In today's excerpt--naming America. After four increasingly unsuccessful voyages to the New Work, Columbus dies in 1506 in ruin and disgrace. "I am ruined," he wrote in one of his last surviving letters, "alone, desolate, infirm, daily expecting death. ... Weep for me, whoever has charity, truth, and justice.":
"In a final insult [to Columbus], the most enduring honor of all went to a fellow Italian who had befriended Columbus in his last years. 'He is a very honorable man and always desirous of pleasing me,' wrote Columbus, ever a poor judge of character, 'and is determined to do everything possible for me.' The man's name was Amerigo Vespucci.
"A well-connected Florentine merchant and a scion of the Medicis, Vespucci moved to Seville and outfitted fleets crossing the Atlantic. He sailed to the Indies several times between 1499 and 1502, under both Spanish and Portuguese auspices, and claimed to be a great navigator. But his true genius was for hype and self-promotion.

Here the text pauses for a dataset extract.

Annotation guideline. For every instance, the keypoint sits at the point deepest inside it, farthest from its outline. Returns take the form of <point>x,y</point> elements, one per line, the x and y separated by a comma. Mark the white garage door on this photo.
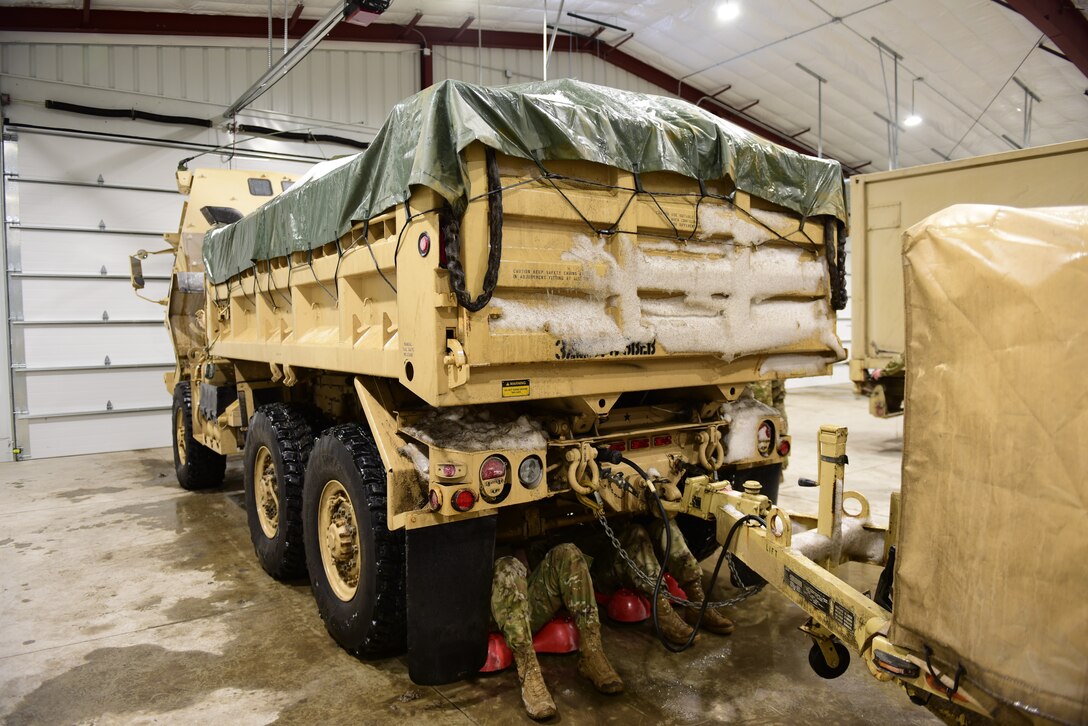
<point>87,355</point>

" 'I hope to be famous for many an age,' he wrote, in one of the embellished accounts he gave of his voyages. Vespucci invented some episodes and lifted others from Columbus's writing. Unlike the Admiral, though, he showed great flair for lubricious tales designed to titillate his European audience.
"Native women, he claimed, were giantesses--'taller kneeling than I am standing'--and impervious to age and childbearing, with taut wombs and breasts that never sagged. ... Best of all, they were 'very desirous to copulate with us Christians,' Not surprisingly, Vespucci's account became an instant best seller. ...
"[Unlike Columbus, who never gave up his belief that the lands he discovered were part of Asia], Vespucci referred to the [South American] region as 'a new world.' unknown to 'our ancestors,' ... In 1507, a year after Columbus's death, the German geographer Martin Waldseemuller published a text and map adding a 'fourth part' to the known world of Europe, Asia, and Africa. 'I see no reason why one should justly object to calling this part Amerige,' Waldseemuller wrote, 'or America, after Amerigo, its discoverer, a man of great ability.' His revised world map had 'America' engraved next to a landmass roughly resembling Brazil.
"Waldseemuller later changed his mind and dropped the name from a subsequent edition. But 'America' was reprised in 1538 by the great cartographer Gerard Mercator, who applied it to continents both north and south."